Bond redemption by SAP Express. GDEX’s subscription of convertible bonds worth IDR30b (or approximately RM10.4m) issued by SAP Express will be redeemed upon the listing of SAP Express in October 2018. As per the preliminary prospectus, SAP Express plans to utilise 61.5% of the IPO proceeds which equals to IDR67.2b (nominal value: IDR30b, redemption premium: IDR37.2b) to redeem the 5-year convertible bonds subscribed by GDEX in November 2016. While this indicates that GDEX will not be able to convert the bond into shares of SAP Express, management guided that both parties will work out another form of collaboration. Aside from Indonesia, GDEX is also looking at other ASEAN countries to expand such as Vietnam and Cambodia.

Sorting capacity on track to meet demand. GDEX has shifted its warehouse operations from Hub 2 in PJ to Mapletree Logistics Hub in Shah Alam. The Hub 2 in PJ is earmarked to be a local transhipment hub for bulky shipments for the Singles Day and 12.12 Online Revolution sales. This would include enhancing the automation systems at Hub 2 by early FY20 with an aim to reach average sorting capacity to above 200,000 parcels per day. Meanwhile, the expansion works at the HQ Hub 1 in PJ will be completed in November 2018, ramping up the average sorting capacity to 120,000-150,000 parcels.

Earnings forecast unchanged. In spite of the expected increase in average sorting capacity, we opine earnings upside to be capped by pricing pressure fuelled by intense competition from new entrants. Henceforth, we are making no changes to our FY18 and FY19 earnings forecasts at this juncture.

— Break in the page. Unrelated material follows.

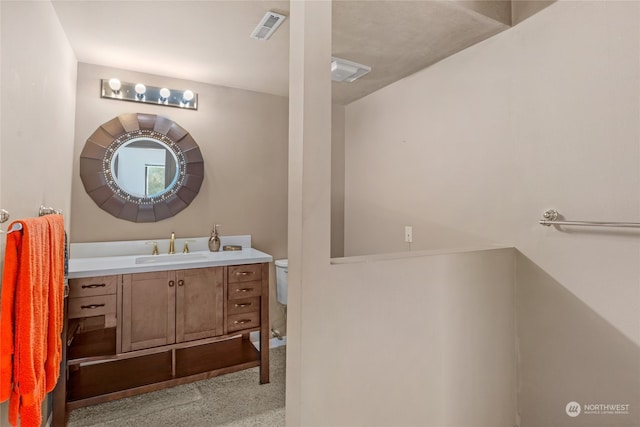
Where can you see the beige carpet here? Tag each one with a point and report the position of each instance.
(232, 400)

Maintain NEUTRAL with an unchanged TP of RM0.44 per share. We value the company using a 2-stage discounted cash flow method (DCF) which assumes a WACC of 8.8%, and terminal growth rate of 2.0%. In addition to tougher competition which may limit earnings growth from the company’s expansion plans, valuations remain elevated at a FY20F PER of 67.1x, hence our NEUTRAL recommendation. Rerating catalysts for GDEX would be: (i) stronger delivery services network in the C2C market; (ii) new regional expansion apart from Indonesia; and (iii) the development of Digital Free Trade Zone (DTFZ), located near KLIA. E-commerce will likely drive demand growth for air cargo and land logistics especially last-mile delivery services.